### Text Mining from Website

Hi, In this iPython Workbook, we will look into extracting data from a Webpage using commonly available libraries and cleaning the data.

**Start_Date:** 20 - June

**End_Date:**  25 - June

**Python_Version:** 2.7

In [1]:
# Importing the required libraries
# JSON and CSV Modules
# NLTK <- for common stopwords
# Importing Beautiful Soup for HTML Parser
import csv
import nltk
import string
from urllib import urlopen
import requests
from bs4 import BeautifulSoup as bs
import re
import pandas as pd

In [2]:
# Installing URL
url = "https://en.wikipedia.org/wiki/Chennai"

# Reading the webpage
web = urlopen(url)

##### Tags have commonly used names that depend on their position in relation to other tags:

**child** – a child is a tag inside another tag. So the two p tags above are both children of the body tag.

**parent** – a parent is the tag another tag is inside. Above, the html tag is the parent of the body tag.

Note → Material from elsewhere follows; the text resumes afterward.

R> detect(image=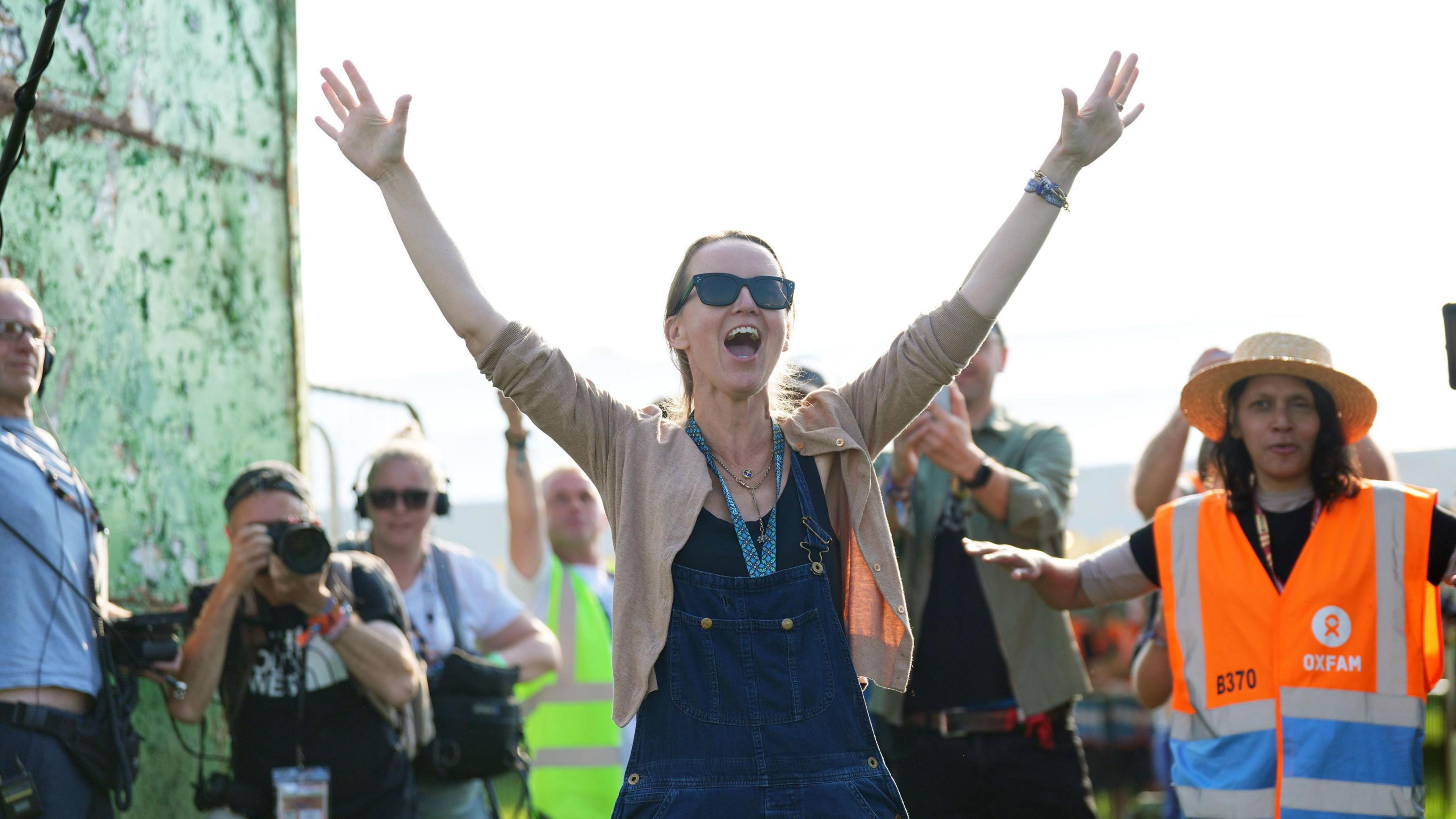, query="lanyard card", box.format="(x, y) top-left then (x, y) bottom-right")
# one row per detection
(272, 768), (329, 819)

**sibiling** – a sibiling is a tag that is nested inside the same parent as another tag. For example, head and body are siblings, since they’re both inside html. Both p tags are siblings, since they’re both inside body.

In [3]:
# Downloading the webpage
webpage = requests.get(url)

print "Webpage Download: ", webpage

# The Response code of <- 200 represents that the webpage has been downloaded successfully.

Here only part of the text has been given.